One should keep in mind that this is about XML representation of binary data, not
the other way around. This means that we would try have a design that most binary
file can have a XML representation. Failure means that there is need for improvement.
However, we would not strive for a binary representation of every XML file. It is
perfectly acceptable that there are some XML data that we fail to convert to binary.
If the purpose is to have a XML representation of legacy data, then only
conversion in one direction is needed. However, since my goal is to be able to
edit binary file by XML editing, we need conversion in the other direction. So the
rule is that any XML data generated from a binary file must be able to be convert back
to binary. For any other XML data there can be no guarantee. Having said that, I would
try to have a binary representation for most XML files, even if the generated binary
is unlikely to corresponding to any legacy file.
I also believe that the generated XML data should look like XML written by some one
knowledgeable in XML. It should carry little baggage from the original binary file.
An analogy is that an English essay should look like a written essay, and not what
see when you hit "translate this page" in Google search. Here is
an example of the sort of translation we want to avoid. It is the goal of this
project to enable converting to XML data with good style possible.
When we are converting XML data, we make an assumption that the XML data are valid.
We do some checking of the data, but it is minimal.
Therefore the user should make sure the XML data is correct,
perhaps using validation with some other tools, and there are quite a few
validation tools out there. More data checking will be added
in future implementation, but that is not a goal in this design stage.
Anyway this is version 0.1. There is a lot that is unimplemented, and there are quite
a few bugs.
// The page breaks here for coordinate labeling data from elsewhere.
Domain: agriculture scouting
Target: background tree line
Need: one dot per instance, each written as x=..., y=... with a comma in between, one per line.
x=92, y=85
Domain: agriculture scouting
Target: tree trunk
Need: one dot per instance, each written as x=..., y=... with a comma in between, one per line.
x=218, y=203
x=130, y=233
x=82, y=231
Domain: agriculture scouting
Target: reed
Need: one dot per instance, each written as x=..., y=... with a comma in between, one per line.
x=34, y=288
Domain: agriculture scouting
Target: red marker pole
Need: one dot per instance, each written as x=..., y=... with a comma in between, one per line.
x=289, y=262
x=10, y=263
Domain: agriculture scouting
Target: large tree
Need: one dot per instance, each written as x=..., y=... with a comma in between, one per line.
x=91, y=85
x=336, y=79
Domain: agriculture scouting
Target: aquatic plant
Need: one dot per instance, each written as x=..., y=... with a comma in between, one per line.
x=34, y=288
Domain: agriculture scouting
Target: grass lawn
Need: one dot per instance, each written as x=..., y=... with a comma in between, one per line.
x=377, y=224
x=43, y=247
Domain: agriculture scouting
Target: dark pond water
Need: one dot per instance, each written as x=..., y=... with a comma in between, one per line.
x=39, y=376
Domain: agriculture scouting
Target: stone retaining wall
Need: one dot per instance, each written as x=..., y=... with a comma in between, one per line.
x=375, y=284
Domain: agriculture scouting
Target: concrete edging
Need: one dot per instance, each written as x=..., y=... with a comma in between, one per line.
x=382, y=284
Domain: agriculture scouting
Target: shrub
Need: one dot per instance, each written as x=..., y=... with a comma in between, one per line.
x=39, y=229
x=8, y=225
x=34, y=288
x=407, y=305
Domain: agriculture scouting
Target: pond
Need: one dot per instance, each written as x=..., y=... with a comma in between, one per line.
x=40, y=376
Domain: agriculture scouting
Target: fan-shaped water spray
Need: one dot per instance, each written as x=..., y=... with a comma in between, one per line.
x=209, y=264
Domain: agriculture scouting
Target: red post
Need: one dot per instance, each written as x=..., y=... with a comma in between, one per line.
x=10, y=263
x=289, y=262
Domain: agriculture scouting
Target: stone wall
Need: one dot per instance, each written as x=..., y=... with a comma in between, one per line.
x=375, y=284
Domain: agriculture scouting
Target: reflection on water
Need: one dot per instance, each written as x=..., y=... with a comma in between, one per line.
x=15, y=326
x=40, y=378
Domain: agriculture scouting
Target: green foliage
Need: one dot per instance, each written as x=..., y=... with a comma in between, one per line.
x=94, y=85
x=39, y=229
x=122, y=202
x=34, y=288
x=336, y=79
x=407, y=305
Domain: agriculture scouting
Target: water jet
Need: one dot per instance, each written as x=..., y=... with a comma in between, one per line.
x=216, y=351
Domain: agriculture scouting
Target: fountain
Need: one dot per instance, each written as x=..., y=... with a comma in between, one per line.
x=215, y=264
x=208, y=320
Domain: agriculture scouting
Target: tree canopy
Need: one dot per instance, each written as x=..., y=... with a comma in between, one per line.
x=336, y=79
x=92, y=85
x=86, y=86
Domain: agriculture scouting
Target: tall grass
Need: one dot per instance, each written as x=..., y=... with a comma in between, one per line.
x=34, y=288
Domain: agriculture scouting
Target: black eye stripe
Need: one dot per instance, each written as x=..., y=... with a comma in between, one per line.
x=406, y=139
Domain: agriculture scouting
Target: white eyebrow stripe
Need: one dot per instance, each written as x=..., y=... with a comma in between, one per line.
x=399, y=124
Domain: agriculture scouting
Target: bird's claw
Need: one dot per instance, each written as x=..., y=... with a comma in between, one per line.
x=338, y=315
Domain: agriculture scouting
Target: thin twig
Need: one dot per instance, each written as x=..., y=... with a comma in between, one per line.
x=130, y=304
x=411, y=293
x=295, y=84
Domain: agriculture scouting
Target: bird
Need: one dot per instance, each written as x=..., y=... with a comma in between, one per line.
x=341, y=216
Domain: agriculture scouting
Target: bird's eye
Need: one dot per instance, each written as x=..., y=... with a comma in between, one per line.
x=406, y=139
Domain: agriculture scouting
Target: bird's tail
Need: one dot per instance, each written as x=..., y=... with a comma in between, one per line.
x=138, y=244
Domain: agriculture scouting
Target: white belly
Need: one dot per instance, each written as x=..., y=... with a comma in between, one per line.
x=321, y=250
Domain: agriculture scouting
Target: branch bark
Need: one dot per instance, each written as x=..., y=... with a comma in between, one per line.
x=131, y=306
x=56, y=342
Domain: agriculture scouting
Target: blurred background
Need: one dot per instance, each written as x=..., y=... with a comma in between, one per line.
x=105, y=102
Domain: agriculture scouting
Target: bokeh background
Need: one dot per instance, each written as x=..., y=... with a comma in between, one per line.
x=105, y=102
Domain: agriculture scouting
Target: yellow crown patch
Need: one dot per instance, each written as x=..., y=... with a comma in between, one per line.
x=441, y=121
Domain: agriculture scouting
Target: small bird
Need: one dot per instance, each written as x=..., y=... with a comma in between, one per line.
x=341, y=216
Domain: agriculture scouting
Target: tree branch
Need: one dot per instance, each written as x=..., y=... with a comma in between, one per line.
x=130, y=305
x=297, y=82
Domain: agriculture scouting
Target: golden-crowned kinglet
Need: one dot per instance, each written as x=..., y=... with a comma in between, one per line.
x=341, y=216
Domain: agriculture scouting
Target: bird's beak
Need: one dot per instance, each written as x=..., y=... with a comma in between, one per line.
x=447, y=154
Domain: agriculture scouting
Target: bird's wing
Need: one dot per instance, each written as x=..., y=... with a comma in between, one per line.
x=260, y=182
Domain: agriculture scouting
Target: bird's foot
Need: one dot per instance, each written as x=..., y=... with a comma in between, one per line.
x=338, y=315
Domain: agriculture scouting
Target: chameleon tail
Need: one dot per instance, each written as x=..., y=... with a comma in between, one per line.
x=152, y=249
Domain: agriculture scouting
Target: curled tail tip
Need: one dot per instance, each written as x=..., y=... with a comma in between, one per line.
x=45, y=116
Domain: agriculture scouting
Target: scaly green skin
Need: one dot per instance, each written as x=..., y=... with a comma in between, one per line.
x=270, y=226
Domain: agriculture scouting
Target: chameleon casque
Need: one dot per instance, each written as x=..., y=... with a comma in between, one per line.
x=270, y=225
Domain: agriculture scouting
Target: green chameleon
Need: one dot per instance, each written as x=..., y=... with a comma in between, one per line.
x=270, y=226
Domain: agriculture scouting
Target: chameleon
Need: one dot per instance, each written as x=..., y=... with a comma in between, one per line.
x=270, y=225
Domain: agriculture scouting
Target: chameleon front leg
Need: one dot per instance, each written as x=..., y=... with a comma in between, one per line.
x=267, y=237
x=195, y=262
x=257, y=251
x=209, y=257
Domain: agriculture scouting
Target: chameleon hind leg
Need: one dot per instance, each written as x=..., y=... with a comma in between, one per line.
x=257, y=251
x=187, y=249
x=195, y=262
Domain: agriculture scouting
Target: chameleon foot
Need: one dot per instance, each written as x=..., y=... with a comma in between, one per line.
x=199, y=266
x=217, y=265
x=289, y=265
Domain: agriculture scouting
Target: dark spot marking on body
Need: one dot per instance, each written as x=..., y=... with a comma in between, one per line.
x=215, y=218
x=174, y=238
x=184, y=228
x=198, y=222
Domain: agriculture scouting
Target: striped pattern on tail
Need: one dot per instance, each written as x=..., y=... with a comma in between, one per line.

The design is not yet stable. It is meant to be a platform to experiment with.
While the data convertor would be a great working partner with the form editor,
the converter at this stage is in a state of flux, so no attempt will be made to
tightly integrate between the two now. Still there are enough to see what this project is about.
Binary data can also be edited by using both the converter and the form editor. The
process would go like this:
converter -> form generator -> editor -> converter -> newly edited binary data.
First you have the binary data in the converter, and you choose the
binary to form generator option. The generated XML and the schema
would put into the form generator. You can then choose the options
in the form generator, although most likely you can just accept the
default. Then you can generate the editor and start editing the XML data.
When you are done with the editing, you click the generate XML. Instead of
getting XML data directly, the XML data would go to the converter. And
from there you can choose the options and get back the newly edited binary data.
See here for more details.
A tighter integration would eliminate two of the steps and look like this
converter -> editor -> newly edited binary data.
That would require more work, and then there is the issue of how to
choose the options differing from the default. This is to be solved
in the future.
As we are still in the design stage, any suggestion is appreciated.
Send feedback to feedback AT datamech DOT com
Send bug report to bugs AT datamech DOT com
Allows conversion result to go back to the converter textbox. Note that 64 bit
integer does not work because my ISP is still using Perl 5.6.1 while my test
machine using 5.8. I am looking into work around.
Allows multiple occurrence of elements in the last element of a sequence stored as csv.
Allows transfer of data between converter and form editor generator.